What you don't get (in Japanese) are geminate voiced stops. Instead,
the same morphemes in front of syllables starting with voiced stops
result in the full form of the '-tsu' syllable:

hatsugen 'a statement'
hatsudoo 'to put in motion'
hatsubai 'to put on sale'

The reason for this is historical -- the forms in question are mostly
borrowed in from Chinese, and the relevant Middle Chinese syllables
ended in final -k, -t, or -p. (In some Middle Chinese, and in more
recent Chinese dialects, these final consonants sometimes collapse,
more or less completely into final -?, i.e. final glottal stop, in
Chinese.) The Japanese phonological reanalysis on borrowing interpreted
these Chinese final consonants as causing gemination of following
voiceless consonants, but before voiced consonants, as -ku, -t(s)u,
and -0 (zero, but vowel-lengthening) respectively.
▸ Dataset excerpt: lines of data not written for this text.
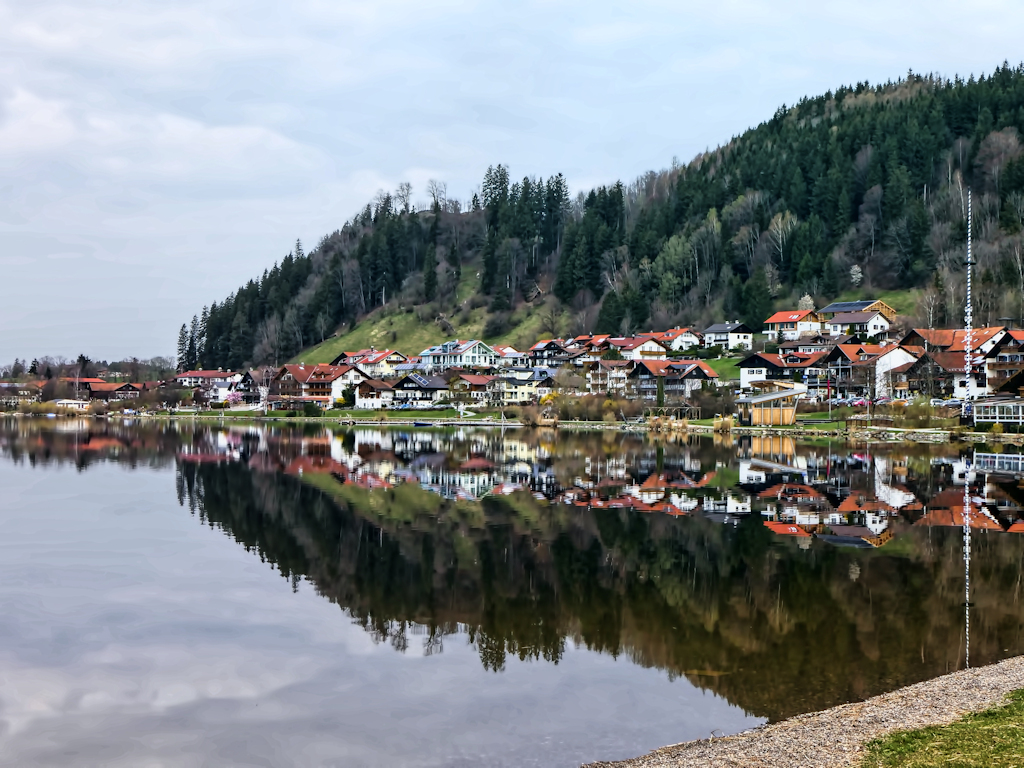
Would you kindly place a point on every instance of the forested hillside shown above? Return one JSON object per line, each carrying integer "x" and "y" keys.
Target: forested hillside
{"x": 859, "y": 189}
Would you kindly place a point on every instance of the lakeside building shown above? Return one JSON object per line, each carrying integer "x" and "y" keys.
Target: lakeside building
{"x": 792, "y": 325}
{"x": 728, "y": 336}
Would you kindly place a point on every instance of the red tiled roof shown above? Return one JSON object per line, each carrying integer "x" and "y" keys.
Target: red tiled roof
{"x": 788, "y": 315}
{"x": 785, "y": 528}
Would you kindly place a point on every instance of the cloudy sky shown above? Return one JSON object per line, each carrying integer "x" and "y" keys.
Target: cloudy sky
{"x": 154, "y": 156}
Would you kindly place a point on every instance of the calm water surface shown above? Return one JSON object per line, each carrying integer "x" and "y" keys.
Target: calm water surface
{"x": 245, "y": 596}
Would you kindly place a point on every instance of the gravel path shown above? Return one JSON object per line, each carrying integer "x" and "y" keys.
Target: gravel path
{"x": 835, "y": 738}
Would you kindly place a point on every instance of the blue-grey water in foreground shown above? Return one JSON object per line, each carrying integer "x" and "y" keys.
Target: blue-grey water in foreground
{"x": 131, "y": 635}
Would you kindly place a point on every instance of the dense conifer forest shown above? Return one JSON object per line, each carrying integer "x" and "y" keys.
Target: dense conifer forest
{"x": 861, "y": 188}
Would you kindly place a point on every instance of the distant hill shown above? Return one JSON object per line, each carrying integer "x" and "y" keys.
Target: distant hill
{"x": 852, "y": 193}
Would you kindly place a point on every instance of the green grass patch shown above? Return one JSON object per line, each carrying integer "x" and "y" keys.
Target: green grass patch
{"x": 389, "y": 328}
{"x": 726, "y": 368}
{"x": 993, "y": 738}
{"x": 904, "y": 302}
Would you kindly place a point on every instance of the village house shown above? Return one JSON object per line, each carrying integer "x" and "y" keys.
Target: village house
{"x": 420, "y": 389}
{"x": 941, "y": 375}
{"x": 1005, "y": 359}
{"x": 983, "y": 340}
{"x": 792, "y": 325}
{"x": 323, "y": 384}
{"x": 377, "y": 364}
{"x": 728, "y": 336}
{"x": 458, "y": 353}
{"x": 678, "y": 379}
{"x": 549, "y": 352}
{"x": 764, "y": 367}
{"x": 889, "y": 367}
{"x": 510, "y": 356}
{"x": 607, "y": 376}
{"x": 639, "y": 348}
{"x": 678, "y": 339}
{"x": 15, "y": 392}
{"x": 868, "y": 305}
{"x": 867, "y": 325}
{"x": 374, "y": 394}
{"x": 207, "y": 379}
{"x": 473, "y": 388}
{"x": 113, "y": 391}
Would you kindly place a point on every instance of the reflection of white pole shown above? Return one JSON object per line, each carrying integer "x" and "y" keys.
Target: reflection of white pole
{"x": 967, "y": 410}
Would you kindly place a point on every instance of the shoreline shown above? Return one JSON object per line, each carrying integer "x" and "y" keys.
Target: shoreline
{"x": 836, "y": 737}
{"x": 855, "y": 435}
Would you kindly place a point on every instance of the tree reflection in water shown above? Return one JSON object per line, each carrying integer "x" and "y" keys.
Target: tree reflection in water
{"x": 654, "y": 551}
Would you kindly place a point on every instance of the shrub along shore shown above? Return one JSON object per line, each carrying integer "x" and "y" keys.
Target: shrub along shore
{"x": 885, "y": 730}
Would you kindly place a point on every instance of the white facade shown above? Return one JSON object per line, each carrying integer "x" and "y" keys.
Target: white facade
{"x": 685, "y": 340}
{"x": 884, "y": 365}
{"x": 378, "y": 398}
{"x": 648, "y": 350}
{"x": 350, "y": 379}
{"x": 458, "y": 354}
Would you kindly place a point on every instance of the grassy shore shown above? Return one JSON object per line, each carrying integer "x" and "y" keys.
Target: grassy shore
{"x": 993, "y": 738}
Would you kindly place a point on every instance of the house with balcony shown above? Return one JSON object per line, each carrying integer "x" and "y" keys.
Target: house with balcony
{"x": 728, "y": 336}
{"x": 867, "y": 305}
{"x": 764, "y": 367}
{"x": 606, "y": 376}
{"x": 868, "y": 325}
{"x": 791, "y": 325}
{"x": 677, "y": 379}
{"x": 550, "y": 352}
{"x": 474, "y": 388}
{"x": 114, "y": 391}
{"x": 374, "y": 394}
{"x": 509, "y": 356}
{"x": 639, "y": 348}
{"x": 420, "y": 389}
{"x": 458, "y": 353}
{"x": 677, "y": 339}
{"x": 377, "y": 364}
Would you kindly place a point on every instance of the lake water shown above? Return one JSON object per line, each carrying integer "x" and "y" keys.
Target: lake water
{"x": 182, "y": 595}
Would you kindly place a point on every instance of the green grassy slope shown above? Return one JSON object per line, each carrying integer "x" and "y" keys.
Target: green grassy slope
{"x": 389, "y": 328}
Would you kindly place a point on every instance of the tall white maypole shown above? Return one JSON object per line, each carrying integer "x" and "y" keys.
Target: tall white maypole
{"x": 967, "y": 411}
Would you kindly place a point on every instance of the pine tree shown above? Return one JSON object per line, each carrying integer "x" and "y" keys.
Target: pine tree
{"x": 430, "y": 275}
{"x": 193, "y": 355}
{"x": 182, "y": 359}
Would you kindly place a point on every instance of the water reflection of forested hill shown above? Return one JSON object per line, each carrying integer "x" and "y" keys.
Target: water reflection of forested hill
{"x": 521, "y": 543}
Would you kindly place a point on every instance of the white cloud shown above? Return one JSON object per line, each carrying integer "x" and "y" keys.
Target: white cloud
{"x": 200, "y": 138}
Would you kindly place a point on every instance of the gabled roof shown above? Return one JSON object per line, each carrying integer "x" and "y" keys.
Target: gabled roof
{"x": 505, "y": 350}
{"x": 475, "y": 380}
{"x": 728, "y": 328}
{"x": 548, "y": 343}
{"x": 952, "y": 340}
{"x": 853, "y": 318}
{"x": 788, "y": 360}
{"x": 455, "y": 346}
{"x": 205, "y": 374}
{"x": 110, "y": 386}
{"x": 422, "y": 381}
{"x": 788, "y": 315}
{"x": 848, "y": 306}
{"x": 633, "y": 342}
{"x": 376, "y": 384}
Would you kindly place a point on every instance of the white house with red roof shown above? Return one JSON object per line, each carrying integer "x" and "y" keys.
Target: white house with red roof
{"x": 640, "y": 348}
{"x": 762, "y": 367}
{"x": 793, "y": 324}
{"x": 509, "y": 356}
{"x": 377, "y": 364}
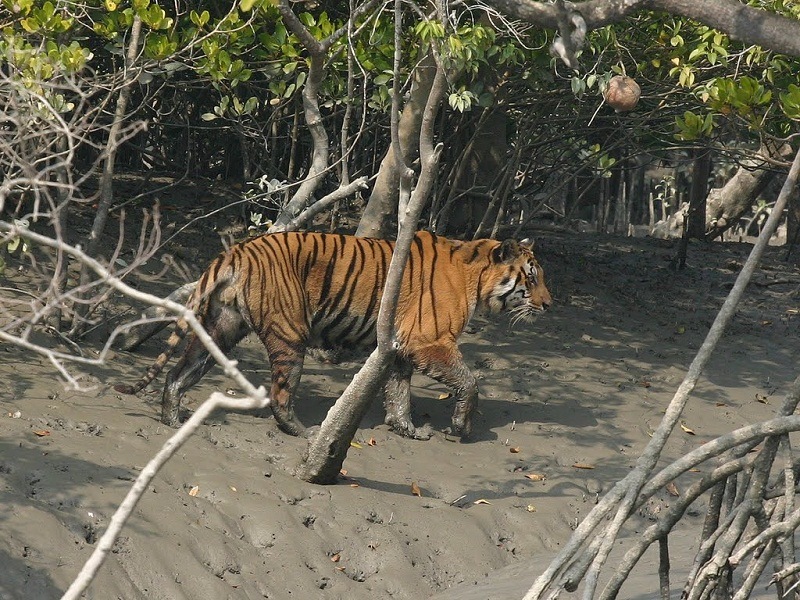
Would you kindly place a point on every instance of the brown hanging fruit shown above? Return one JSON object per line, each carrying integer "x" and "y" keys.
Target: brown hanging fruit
{"x": 622, "y": 93}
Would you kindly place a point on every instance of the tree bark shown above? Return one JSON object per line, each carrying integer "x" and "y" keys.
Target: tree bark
{"x": 698, "y": 193}
{"x": 81, "y": 309}
{"x": 727, "y": 204}
{"x": 327, "y": 451}
{"x": 382, "y": 205}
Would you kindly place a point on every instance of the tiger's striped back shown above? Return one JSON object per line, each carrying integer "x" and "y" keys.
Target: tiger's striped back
{"x": 299, "y": 290}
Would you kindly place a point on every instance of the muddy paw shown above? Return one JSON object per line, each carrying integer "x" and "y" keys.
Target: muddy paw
{"x": 401, "y": 426}
{"x": 170, "y": 418}
{"x": 461, "y": 426}
{"x": 423, "y": 433}
{"x": 311, "y": 432}
{"x": 288, "y": 424}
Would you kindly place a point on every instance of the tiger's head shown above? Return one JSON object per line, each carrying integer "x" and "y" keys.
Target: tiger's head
{"x": 517, "y": 285}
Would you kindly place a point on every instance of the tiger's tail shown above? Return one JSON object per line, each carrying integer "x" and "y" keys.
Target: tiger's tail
{"x": 198, "y": 300}
{"x": 178, "y": 334}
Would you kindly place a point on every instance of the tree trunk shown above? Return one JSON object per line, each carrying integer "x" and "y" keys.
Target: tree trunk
{"x": 698, "y": 193}
{"x": 326, "y": 452}
{"x": 382, "y": 205}
{"x": 726, "y": 205}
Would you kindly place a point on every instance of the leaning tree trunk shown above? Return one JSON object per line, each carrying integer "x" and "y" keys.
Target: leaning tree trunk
{"x": 382, "y": 205}
{"x": 326, "y": 452}
{"x": 726, "y": 205}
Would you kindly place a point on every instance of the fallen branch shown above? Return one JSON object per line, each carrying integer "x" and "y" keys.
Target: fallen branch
{"x": 216, "y": 401}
Modern Japanese has no segmental glottal stop (meaning no distinct
phoneme for a glottal stop, contrasting with other consonants).
However, it *does* have prosodic glottal stops. (This is actually
a similar situation as for English, which also lacks a normal
segmental glottal stop, but which makes use of it for sounds
marginal to the sound system -- cf. "uh-oh!") Japanese is rich in
prosodics to convey all kinds of paralinguistic information. And
one common pattern is lengthening utterance-final vowels, combined
with various pitch changes, and then abruptly cutting them off
with a gottal stop. The nonstandard (but widespread) orthographic
way of representing that is to use a length mark (sometimes a very
looooooong [<== example of nonstandard orthographic representation
of prosodics] length mark *hehe*), followed by a small 'tsu' to indicate
the abrupt cessation with a glottal stop. This doesn't mean that
small 'tsu' is a glottal stop -- it certainly isn't in its standard
usage in the orthography -- but it is being used to represent
one in this particular context.

And Rick is correct that in the use of Katakana to attempt to
represent pronunciations of foreign vocabulary (at least that
which has not been nativized to the Japanese sound system), the
use of small 'tsu' to indicate consonant gemination has been
generalized to indicate simply final consonants. In that, it
is working like the Burmese killer, to drop off, what to Japanese
ears, at least, sounds like the inherent vowel (since *every*
syllable is supposed to end in a vowel or -n in Japanese).